Ich werde nicht mehr in der Vergangenheit leben und auch nicht großartig über sie nachdenken, es sei denn, es handelt sich um schöne Erinnerungen, die mich vielleicht gerade jetzt gut tun könnten. Die mir vielleicht beim Entspannen oder Abschalten helfen, mich in einen zufriedenen Zustand versetzen. Ich freue mich über das, was ich schon geschafft habe und denke nicht daran, was vielleicht in einer Woche Negatives sein könnte. Ich lebe nicht in der Zukunft, aber eine positive Vorstellung davon kann mir helfen, jetzt meinen Weg zu bestätigen. Alle anderen Gedanken an Zukunft oder Vergangenheit sind überflüssig. Das Vergangene kann ich nicht mehr ändern, und wenn ich das vor mir Liegende negativ sehe, stört es nur das Sein in diesem Augenblick. Jetzt kann ich etwas tun, etwas ändern, wenn ich das möchte. Und ich kann es immer wieder tun.

Wenn ich in der Vergangenheit etwas nicht gut gemacht habe, mich falsch entschieden habe, dann muss ich mich dafür auch nicht bestrafen oder es rechtfertigen, egal um was es sich handelte, und egal, wie albern, dumm oder wie auch immer es war. In dem vergangenen Moment war es wohl richtig gewesen, das, was ich brauchte. Und jetzt? Jetzt bestimme ich neu, was ich brauche und möchte. Ich übernehme wieder die Verantwortung für mich, für meinen Körper, für mein Leben.

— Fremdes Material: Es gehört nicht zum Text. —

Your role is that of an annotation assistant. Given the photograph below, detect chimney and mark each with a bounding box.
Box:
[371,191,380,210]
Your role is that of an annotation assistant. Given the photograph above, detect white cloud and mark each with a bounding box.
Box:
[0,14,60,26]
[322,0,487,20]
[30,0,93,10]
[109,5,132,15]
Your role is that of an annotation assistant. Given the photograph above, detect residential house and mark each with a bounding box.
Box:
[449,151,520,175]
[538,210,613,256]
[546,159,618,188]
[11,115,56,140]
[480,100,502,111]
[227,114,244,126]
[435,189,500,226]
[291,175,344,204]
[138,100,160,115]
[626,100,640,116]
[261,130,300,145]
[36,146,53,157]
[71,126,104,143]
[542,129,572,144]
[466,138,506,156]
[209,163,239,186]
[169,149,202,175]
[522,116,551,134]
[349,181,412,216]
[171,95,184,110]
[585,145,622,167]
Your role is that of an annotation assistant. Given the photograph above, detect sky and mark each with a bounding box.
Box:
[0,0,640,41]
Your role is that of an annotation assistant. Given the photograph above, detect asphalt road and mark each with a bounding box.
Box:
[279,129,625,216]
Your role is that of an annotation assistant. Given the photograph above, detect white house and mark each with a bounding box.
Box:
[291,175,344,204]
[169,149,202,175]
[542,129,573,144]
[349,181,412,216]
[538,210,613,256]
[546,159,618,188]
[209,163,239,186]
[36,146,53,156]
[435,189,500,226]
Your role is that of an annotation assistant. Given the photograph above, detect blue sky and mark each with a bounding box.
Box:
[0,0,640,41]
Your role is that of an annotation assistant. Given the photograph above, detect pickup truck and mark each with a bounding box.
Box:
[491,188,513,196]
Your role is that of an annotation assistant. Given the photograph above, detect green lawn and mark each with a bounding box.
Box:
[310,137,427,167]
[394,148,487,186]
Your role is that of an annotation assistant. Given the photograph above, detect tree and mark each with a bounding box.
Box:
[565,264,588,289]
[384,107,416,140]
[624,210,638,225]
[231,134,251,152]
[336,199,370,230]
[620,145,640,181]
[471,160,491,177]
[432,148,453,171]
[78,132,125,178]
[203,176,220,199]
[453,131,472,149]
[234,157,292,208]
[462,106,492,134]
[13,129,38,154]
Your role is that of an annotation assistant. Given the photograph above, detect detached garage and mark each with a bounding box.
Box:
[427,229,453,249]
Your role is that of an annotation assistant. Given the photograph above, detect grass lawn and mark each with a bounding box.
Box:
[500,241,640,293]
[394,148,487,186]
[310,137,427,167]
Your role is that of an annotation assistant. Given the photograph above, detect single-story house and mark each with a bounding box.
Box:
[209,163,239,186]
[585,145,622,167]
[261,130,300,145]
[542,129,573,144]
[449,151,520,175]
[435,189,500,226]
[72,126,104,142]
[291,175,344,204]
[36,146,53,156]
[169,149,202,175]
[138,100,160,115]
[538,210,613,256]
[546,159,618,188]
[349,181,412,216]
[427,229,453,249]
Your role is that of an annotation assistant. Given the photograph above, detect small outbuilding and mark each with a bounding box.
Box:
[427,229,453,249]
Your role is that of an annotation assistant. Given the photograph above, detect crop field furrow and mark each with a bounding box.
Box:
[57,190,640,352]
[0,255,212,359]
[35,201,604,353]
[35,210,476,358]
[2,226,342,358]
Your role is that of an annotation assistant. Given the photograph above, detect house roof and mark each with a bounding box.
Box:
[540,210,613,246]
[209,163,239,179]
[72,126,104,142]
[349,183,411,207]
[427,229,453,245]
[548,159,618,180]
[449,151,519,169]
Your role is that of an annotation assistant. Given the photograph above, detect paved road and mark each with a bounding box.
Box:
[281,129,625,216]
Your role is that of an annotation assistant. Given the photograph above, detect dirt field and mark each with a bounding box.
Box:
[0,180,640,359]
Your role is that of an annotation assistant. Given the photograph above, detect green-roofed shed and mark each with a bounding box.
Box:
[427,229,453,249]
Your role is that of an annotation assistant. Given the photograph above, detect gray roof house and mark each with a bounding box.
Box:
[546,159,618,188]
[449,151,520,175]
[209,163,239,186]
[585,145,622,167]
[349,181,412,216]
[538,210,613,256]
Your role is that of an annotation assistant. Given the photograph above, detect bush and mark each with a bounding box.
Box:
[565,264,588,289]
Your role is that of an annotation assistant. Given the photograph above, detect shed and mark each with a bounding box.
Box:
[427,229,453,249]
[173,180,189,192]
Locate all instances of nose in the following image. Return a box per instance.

Ich habe es in der Hand. Und es muss nicht perfekt sein. Ich muss nicht perfekt sein. Was ist denn Perfektionismus im Alltag überhaupt? Ich halte ihn für sehr subjektiv, denn für Jeden ist etwas anderes perfekt.

Und wenn das nächste Mal eine orange glänzende Schachtel locken sollte, oder was auch immer mich verführen will, dann stelle ich mir vor, wie gesund mein Körper schon ist und dass ich ihn nicht als Mülleimer behandeln will. Denn dieses zuckrige und fettige Zeug ist Müll für meinen Körper. (Dazu gab es vor einiger Zeit auch einen Bericht auf ARTE. In der Mediathek konnte ich den Film nicht mehr finden, aber auf youtube gibt es Ausschnitte aus der Sendung.)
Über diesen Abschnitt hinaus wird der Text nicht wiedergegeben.